How to use containers in data science with Docker and Azure: Part 3

By Jon Machtynger, Cloud Solution Architect for Advanced Analytics and AI

07/06/2019

An illustration depicting how containers work, with a picture of Bit the Raccoon on the right.

In the first two parts of this series, I described how to build containers using Dockerfiles, and then how to share and access them from Azure. I then introduced data persistence using managed volumes and shared file systems, effectively developing locally with a globally accessible persistent state.

In this part, we’ll extend the container, persistence, and data science concept using multiple containers to create a more complex application. We’ll combine Python, a database, and an external service (Twitter) as a basis for social analysis. We’ll package these components into a docker application and move this to Azure.

Multi-Container Applications

If you’re using containers, you are effectively using small self-contained services that when combined with other containers provide greater flexibility than when all the services are held and managed within a single large virtual machine. How then, do you ensure that these containers are treated as part of a single larger application? That they all start up together, in the right order, and that they are shut down as a single unit. This is where docker-compose is useful.

Docker Compose is a tool that manages multi-container applications.

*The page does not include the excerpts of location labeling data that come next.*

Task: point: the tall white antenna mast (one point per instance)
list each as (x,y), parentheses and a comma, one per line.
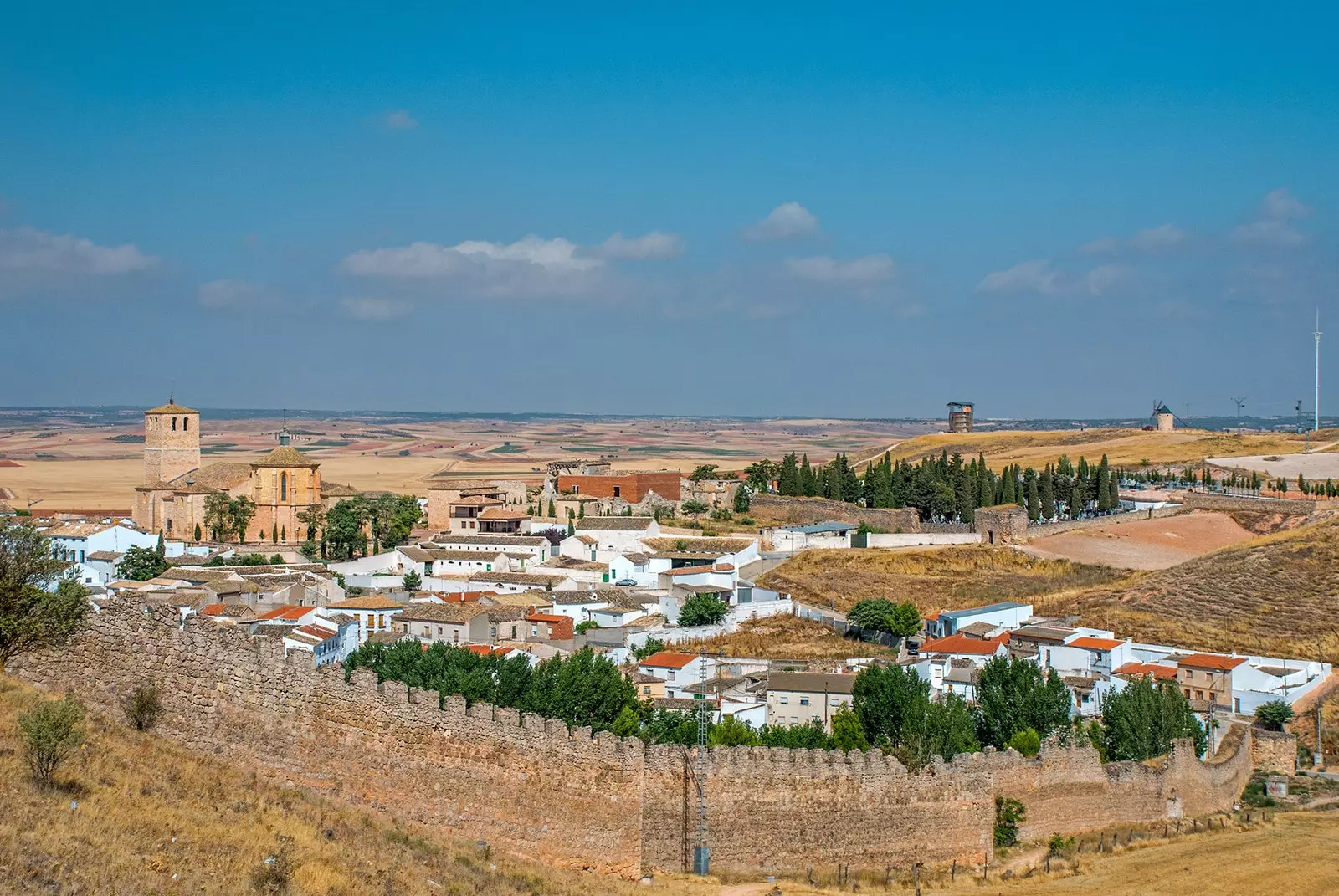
(1316,423)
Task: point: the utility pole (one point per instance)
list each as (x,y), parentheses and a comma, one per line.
(1316,334)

It uses a docker-compose.yml file to define constituent containers, services, storage volumes, container behaviour, Dockerfiles, common configuration and data files (among other things) – together encompassing a multi-service application. A benefit of this approach is that the application is built, started, stopped, and removed using a single command. Another benefit is that these containers get added to a common network (and local DNS service), so it is possible for each container service to refer to the others simply by their container name.

If you don’t have docker-compose in your docker environment, you’ll need to install it.

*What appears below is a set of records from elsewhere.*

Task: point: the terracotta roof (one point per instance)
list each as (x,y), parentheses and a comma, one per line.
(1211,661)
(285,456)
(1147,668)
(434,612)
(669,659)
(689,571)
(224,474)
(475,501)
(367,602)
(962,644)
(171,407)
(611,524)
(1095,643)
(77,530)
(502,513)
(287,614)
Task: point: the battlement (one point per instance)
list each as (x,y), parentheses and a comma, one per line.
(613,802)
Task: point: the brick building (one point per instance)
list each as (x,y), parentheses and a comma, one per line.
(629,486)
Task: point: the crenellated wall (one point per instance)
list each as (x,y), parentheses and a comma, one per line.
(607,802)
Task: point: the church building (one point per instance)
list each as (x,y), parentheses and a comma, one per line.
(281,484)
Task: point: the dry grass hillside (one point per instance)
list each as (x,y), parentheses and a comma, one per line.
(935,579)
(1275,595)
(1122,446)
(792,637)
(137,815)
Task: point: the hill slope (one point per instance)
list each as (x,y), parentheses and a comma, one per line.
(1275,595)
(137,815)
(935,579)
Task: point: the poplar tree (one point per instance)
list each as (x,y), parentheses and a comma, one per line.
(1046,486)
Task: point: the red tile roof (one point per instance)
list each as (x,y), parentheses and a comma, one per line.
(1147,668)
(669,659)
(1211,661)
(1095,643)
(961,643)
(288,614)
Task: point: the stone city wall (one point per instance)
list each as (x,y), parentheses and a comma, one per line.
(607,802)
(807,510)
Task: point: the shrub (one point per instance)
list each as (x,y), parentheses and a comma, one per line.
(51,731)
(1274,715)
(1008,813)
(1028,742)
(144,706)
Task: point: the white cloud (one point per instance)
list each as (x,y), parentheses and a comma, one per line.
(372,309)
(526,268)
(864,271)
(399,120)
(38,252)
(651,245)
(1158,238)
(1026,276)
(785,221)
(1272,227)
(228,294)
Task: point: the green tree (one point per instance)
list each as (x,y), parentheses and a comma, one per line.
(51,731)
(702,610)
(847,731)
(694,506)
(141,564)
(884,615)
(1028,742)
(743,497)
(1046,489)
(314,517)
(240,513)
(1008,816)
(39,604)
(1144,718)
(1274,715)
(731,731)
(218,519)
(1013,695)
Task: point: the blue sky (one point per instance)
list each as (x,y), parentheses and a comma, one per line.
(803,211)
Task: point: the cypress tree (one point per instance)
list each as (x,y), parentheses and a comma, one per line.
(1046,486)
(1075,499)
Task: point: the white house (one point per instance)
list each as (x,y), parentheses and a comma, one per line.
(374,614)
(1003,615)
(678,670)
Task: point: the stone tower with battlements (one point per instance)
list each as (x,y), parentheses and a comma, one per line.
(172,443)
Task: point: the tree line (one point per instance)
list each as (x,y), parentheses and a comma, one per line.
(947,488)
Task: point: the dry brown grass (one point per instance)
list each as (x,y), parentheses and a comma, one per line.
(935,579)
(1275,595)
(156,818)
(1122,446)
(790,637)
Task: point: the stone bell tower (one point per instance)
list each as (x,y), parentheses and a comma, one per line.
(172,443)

Before we start, let’s create a working directory for our application with some predefined directories and files. We’ll modify each of the files as we go.

$ mkdir -p config containers/jupyter
$ touch config/jupyter.env containers/jupyter/Dockerfile docker-compose.yml
$ tree
.
├── config
│   └── jupyter.env
├── containers
│   └── jupyter
│       └── Dockerfile
└── docker-compose.yml

Let’s start with the docker-compose.yml file:

version: '3'
services:
  jon_jupyter:
    build: containers/jupyter
    ports:
      - "8888:8888"
    volumes:
      - jupyter_home:/home/jovyan
    env_file:
      - config/jupyter.env
  jon_mongo:
    image: mongo
    ports:
      - "27017:27017"
    volumes:
      - mongo_data:/data/db
volumes:
  mongo_data:
  jupyter_home:

The version here relates to Docker Compose syntax. All versions are backward compatible. If no version is specified, then Version 1 is used.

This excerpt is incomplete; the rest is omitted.